La manovra è di 135 milioni Di Stefano (An): vogliamo sapere dove finiranno i soldi
L'AQUILA. Giornata decisiva per il governo regionale. Questa mattina alle 10 il consiglio si riunisce per votare l'aumento anche nel 2007 delle aliquote Irap (5,25%) e Irpef (1,40%) con possibilità di un aumento ulteriore dal 30 aprile. Un provvedimento che porterà nelle casse regionali i 135 milioni necessari per portare il Bilancio a pareggio e approvarlo entro il 31 dicembre.

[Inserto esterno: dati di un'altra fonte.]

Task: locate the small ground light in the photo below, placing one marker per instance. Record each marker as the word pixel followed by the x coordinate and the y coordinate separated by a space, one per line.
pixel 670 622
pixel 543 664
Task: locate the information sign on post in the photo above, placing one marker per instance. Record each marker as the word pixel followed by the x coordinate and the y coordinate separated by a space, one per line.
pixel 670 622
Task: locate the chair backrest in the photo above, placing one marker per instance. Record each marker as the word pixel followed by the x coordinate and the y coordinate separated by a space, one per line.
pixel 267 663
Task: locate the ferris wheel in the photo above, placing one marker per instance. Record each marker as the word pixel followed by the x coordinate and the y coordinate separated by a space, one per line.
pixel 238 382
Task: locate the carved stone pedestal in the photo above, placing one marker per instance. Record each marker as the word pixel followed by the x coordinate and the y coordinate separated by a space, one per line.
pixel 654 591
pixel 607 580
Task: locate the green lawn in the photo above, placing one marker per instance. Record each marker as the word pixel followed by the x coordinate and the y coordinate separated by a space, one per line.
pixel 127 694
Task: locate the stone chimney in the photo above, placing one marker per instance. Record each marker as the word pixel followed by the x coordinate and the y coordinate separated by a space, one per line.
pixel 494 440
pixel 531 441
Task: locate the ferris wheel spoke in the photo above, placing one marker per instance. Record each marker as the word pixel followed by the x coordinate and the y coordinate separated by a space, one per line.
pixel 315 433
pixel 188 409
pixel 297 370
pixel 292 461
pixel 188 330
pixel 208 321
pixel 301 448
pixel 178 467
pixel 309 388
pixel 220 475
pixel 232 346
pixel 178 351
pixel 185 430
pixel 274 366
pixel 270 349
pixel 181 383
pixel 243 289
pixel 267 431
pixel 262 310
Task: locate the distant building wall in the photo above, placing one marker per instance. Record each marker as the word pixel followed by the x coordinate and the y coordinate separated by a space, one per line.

Il presidente del consiglio Marino Roselli aprirà con una qualche apprensione la seduta, memore della bagarre scoppiata mercoledì quando il provvedimento finanziario, varato in mattinata da un colpo di mano della maggioranza in Commissione che rese inefficaci i 100 emendamento della minoranza (venne deciso il contingentamento dei tempi e l'obbligo di votare entro le 13), non fu inserito all'ordine del giorno per l'astensione di due consiglieri di maggioranza, il dipietrista Alfonso Mascitelli e Antonio Verini della Margherita, contrari all'aumento delle tasse. Oggi i capigruppo dell'Unione saranno chiamati a fare quadrato attorno al provvedimento e soprattutto a richiamare alla disciplina i consiglieri le cui assenze hanno fatto mancare in più occasioni il numero legale.
La minoranza promette, attraverso Fabrizio Di Stefano (An) la presentazione di «emendamenti non ostruzionistici». «Quello che vogliamo discutere è la mancata finalizzazione delle somme. Si sa da dove arriveranno ma non si sa dove andranno e a che serviranno, visto che non saranno destinati alla sanità».
Il consigliere dell'Italia di Mezzo Claudio Di Bartolomeo invita la giunta a «risparmiare, chiudere Enti che costano tantissimo, fare una seria politica di dismissioni, bloccare le assunzioni facili dei Co.Co.Co.» e solo «dopo aver dato l'esempio», chiedere agli abruzzesi «i sacrifici necessari per risanare le casse della Regione».
Sull'argomento si è espresso anche il segretario generale della Cisl, Raffaele Bonanni in una intervista al Tg3 regionale: «Per me le tasse non si dovrebbero aumentare mai», ha detto Bonanni, «e l'Abruzzo ha già troppe tasse, serve invece un percorso condiviso tra sindacato e governo regionale. Per questo è necessario riprendere la trattativa».
L'assessore Regionale al Bilancio Giovanni D'Amico risponde con le cifre: in sette tabelle ha sintetizzato il quadro finanziario della Regione, il cui debito in Bor (buon ordinari regionali) dal 2000 al 2005 è passato da 129,1 milioni di euro a 1 miliardo 80 milioni di euro. Si tratta però di cifre che non considerano ancora il deficit della sanità.
Quest'ultimo fa schizzare il debito a 2 miliardi 472 milioni di euro. Se a queste cifre si aggiunge il disavanzo dell'amministrazione si arriva alla bella cifra di 2 miliardi 792 milioni di euro. Pensare di evitare l'inasprimento delle tasse, sostiene D'Amico, sarebbe pura demagogia.